Anyway, I decided to do a mini version, because if I made whole cobbler it would just go bad. These are prefect for one, a party, a cheater snack on your diet, or even a lovely duet after dinner dessert (which is what I do, because I love my boyfriend).


These are the pie crusts I bought! They're so cute.

So anyway, you need some ingredients!

Software:
Mini Pie Crusts (Or one large one. I don't care it's your pie.)
Frozen Blackberries (Or berries of your choice. Again, I don't care. It's your freaking pie.)
Sugar
Flour
Butter
Vanilla Ice Cream (Optional, but you're not human if you don't want that)

Hardware:
Cookie Sheet
Fork
2 Bowls (They don't need to be big. They just need to be bowl-like.)

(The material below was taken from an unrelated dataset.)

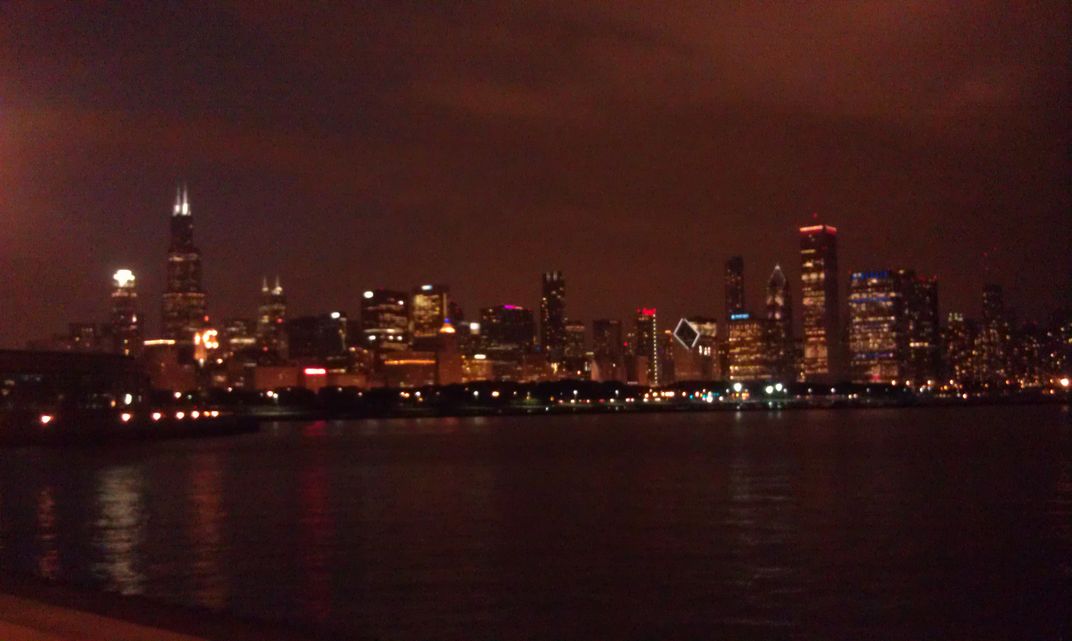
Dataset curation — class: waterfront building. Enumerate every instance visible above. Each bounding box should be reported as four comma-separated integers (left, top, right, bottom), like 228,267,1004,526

Now more than likely you're pie crust needs to thaw (at least the ones I buy do) so set that shit out on the counter before you start prepping everything else. I set my berries out too, because they're basically just a giant blackberry rock and you cant do anything with them. So take about twenty minutes to fart around the house, Facebook creep, or whatever the hell else you do.


Look it's thawing... So exciting...

 Preheat your oven. I put mine on 350.

When your berries have thawed enough, dump some of them in a bowl. I just eye ball it. Then you'll want to sprinkle some sugar and flour on top of them, and mix it until the berries are coated. I put a little extra sugar on mine, because blackberries can be kind of tart. Also, the flour will act as thickener when you bake your pies so you have that lovely gooey texture.

I know it looks kinda gross, but I promise the results are worth it.

Then you're going to scoop them into your pie crusts. Don't freak out if they look like they're going to topple over. You want them to look a little fuller, because they will turn into mush in the the oven.

Now we're going to make a topping for your cobbler. This part is optional, but I think it adds flavor, so if you don't want to do you it you don't have to. I take a 1/2 - 1 tablespoon of COLD butter, the same amount of flour, and a little sugar (optional again especially if you felt like you over sugared your berries). You want to take a fork, and cut the butter into your other ingredients. If it gets kind of melty, then put it back in your fridge. You want you butter to be cold, yo.

Mmmmm lice.... :>

Then when you have it all smashed together, sprinkle it all over the top of your pies.

Y'all like my fancy angle? That's about all the photography skills I have.


Oh shit son, it's time to bake! So shove those bad boys in your oven, and go occupy yourself. I check on mine about 15-20 minutes in. Obviously, my oven is not as swanky as yours so you may have to adjust the times slightly. I just look for a golden brown crust, and then I pull them out to cool.


Om-fucking-nom.

 After that, dump some funderful vanilla ice cream on top of it, and live your life as the happiest mini pie eater on the planet. Well.... Until your pie is gone. 

So, there you have it. Pie. The End.